• Letting Go

    I feel like I’ve been living in a dream world, and it hasn’t been a great one. It’s been hard to endure, and although I feel relieved that my foot is finally healing, I also feel reflective. I realize that everything we do, every feeling we have presents us with a choice. How to react. How to present ourselves to others. How to present ourselves to the world. I used to be so focused on my need for order, my desire for cleanliness. I was being driven and I didn’t even know it.

    For the past two months I have sat and watched  things pile up and get messy and have had to force myself to not react. I’ve had to look at it and not give in to the desire to get up and fix things. My job was to fix my foot, and the only way to do that was to do nothing at all. I had to let go, and I have found a great peace in doing so. I let go, and it’s clear to me now that that actually works. In letting go I can stop being anxious. I can stop being edgy. I can stop being angry….

    I suppose this need to control my environment is due to the fact that I have a hard time controlling my own self… my emotions, my reactive nature, my anger at knowing that the feeling of being in control is only temporary. It’s an illusion… and although this has been said before by many others, it really doesn’t sink in, doesn’t apply to ourselves unless forced upon us.

    My greatest discovery out of all of this is that I can make my anger go away. It’s not about trying to control anger, that has never worked, but ironically letting go of control releases the anger. It just disappears. It doesn’t come around. In the past, when I’ve had these epiphanies, I would say to myself, “I hope this feeling stays.” This time, I have a different understanding. I know how to make it stay.
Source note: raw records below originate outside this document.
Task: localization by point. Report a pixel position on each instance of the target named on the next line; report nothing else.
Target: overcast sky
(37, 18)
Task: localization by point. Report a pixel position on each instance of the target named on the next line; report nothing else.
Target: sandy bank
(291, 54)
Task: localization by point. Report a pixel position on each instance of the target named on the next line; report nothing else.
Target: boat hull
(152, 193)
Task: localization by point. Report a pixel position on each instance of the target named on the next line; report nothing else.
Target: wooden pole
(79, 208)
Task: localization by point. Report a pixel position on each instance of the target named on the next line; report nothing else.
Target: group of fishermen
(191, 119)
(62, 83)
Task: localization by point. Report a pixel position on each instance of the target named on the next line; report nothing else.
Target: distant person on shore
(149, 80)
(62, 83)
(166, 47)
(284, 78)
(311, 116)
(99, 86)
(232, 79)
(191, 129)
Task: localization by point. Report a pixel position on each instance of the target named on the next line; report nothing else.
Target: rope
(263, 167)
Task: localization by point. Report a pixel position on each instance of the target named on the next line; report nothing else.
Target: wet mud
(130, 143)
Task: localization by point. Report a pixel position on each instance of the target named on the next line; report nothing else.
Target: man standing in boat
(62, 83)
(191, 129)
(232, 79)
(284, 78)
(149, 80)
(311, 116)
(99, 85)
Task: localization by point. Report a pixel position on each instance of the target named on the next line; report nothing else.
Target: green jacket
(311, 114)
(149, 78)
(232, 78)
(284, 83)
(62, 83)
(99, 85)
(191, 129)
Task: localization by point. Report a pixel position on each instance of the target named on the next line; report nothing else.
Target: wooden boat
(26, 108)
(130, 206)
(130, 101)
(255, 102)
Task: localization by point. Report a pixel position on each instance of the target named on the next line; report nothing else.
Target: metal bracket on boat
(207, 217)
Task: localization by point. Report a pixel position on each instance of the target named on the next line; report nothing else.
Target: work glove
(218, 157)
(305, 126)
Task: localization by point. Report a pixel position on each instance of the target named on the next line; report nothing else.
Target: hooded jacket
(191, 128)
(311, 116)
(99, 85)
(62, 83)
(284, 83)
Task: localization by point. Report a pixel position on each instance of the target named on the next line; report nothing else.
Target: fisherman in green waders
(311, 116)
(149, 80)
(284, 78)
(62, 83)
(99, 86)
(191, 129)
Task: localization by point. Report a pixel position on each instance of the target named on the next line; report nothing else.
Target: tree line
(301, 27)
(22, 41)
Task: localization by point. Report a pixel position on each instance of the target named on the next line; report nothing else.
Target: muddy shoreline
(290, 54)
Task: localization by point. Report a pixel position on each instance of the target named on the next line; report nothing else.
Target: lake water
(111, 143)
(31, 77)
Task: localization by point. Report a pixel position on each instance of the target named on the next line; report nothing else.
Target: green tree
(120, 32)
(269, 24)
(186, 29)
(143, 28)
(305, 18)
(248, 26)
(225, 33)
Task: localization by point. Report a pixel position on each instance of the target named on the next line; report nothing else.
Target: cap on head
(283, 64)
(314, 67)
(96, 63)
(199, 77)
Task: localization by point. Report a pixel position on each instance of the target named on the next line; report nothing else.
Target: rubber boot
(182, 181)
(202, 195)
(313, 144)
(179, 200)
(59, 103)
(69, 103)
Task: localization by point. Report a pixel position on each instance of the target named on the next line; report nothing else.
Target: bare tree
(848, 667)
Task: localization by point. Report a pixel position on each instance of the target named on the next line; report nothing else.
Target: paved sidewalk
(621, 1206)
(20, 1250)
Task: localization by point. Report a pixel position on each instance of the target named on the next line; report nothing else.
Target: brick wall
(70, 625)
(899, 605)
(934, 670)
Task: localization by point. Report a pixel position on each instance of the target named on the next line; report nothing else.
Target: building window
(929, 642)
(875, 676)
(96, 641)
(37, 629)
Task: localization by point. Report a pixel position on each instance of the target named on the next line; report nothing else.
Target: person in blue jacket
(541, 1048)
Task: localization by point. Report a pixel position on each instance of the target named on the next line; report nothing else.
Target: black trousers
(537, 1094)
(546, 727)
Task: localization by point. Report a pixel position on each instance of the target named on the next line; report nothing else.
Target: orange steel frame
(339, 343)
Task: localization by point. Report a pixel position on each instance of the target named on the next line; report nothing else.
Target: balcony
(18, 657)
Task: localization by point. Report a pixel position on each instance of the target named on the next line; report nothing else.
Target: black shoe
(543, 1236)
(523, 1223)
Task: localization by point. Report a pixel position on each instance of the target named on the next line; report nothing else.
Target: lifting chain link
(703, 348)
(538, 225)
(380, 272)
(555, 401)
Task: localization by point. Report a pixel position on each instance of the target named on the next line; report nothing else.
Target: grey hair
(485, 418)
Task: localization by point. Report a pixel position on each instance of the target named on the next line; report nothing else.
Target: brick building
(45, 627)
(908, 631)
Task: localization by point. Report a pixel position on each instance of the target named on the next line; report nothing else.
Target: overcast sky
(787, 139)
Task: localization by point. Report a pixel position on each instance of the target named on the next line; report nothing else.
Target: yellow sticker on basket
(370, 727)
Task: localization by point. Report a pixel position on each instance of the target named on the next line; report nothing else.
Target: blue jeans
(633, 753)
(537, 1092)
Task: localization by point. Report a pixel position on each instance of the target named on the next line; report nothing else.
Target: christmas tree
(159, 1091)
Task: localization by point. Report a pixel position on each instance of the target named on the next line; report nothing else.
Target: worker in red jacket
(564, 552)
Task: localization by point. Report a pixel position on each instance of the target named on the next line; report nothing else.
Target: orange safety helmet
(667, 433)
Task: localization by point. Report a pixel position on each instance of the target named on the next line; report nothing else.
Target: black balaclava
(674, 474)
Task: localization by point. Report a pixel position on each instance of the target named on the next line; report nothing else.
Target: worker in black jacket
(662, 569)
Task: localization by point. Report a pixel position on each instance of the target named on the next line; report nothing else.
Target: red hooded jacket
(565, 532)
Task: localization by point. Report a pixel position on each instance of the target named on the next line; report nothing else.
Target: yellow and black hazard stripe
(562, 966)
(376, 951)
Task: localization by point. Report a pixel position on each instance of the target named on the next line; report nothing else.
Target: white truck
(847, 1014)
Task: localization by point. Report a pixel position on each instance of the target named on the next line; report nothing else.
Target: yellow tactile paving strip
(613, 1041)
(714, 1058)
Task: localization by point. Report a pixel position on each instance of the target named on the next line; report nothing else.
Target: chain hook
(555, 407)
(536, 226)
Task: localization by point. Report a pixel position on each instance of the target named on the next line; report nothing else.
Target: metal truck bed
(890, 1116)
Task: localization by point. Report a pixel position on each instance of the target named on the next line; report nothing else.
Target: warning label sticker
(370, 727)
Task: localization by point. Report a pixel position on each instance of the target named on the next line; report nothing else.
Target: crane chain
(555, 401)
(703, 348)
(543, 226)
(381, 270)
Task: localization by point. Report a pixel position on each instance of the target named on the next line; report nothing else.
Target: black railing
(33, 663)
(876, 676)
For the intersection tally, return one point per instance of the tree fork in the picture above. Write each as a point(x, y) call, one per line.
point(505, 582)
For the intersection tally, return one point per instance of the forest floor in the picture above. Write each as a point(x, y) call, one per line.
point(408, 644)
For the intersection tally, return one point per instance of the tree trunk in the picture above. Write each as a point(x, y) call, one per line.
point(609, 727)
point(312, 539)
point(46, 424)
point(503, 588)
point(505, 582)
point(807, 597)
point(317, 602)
  • Broken Foot – Broken Spirit

    I’ve been sitting and sitting and sitting… falling further and further into depression. My house is filthy. Laundry is strewn all over the place. I’ve been looking at the same plate of half eaten bagel on the dining room table for days… Dishes in the sink are piling higher and higher. The refrigerator is full of take out that I can’t even think about eating…

    Broken foot. 46 days of broken.

    I was fighting this in the beginning. I thought I could force my foot to behave. Walk. But now, I no longer have the drive to operate at the speed I used to. I don’t know if thats the depression or if I am really changing my behavior. There must be something for me to change out of all of this. Things happen for a reason right? Sure…

    “But you don’t believe in all that fate crap. You’re in control of your own life. Here have a cookie. And I promise, by the time you’re through with it, you’ll feel right as rain.”

    That’s what the oracle said to Neo in the Matrix when he still doubted that he was the one.  I personally don’t believe in it anymore either. I just haven’t had that experience with life lately. Maybe it’s part of adulthood. Life is something you have to work at. Every day. Especially if you want to have a good one. And then we get hit by the x-factor. The wild card. And bam, we’re down for the count. No matter how we plan for hard times we’re hardly prepared them. Personally, one more good hit to myself and I’m going to be right back in the hospital psych ward.

    Man plans. God laughs.

    Maybe I should study Buddhism. I have several books written by the Dalai Lama and have enjoyed them all. God I just want this pain to go away. I feel such a heaviness in my heart and I am ruminating on all of the bad that’s happened in the last 3 months. I did make things right with my ex though. I had to. My anger was toxic!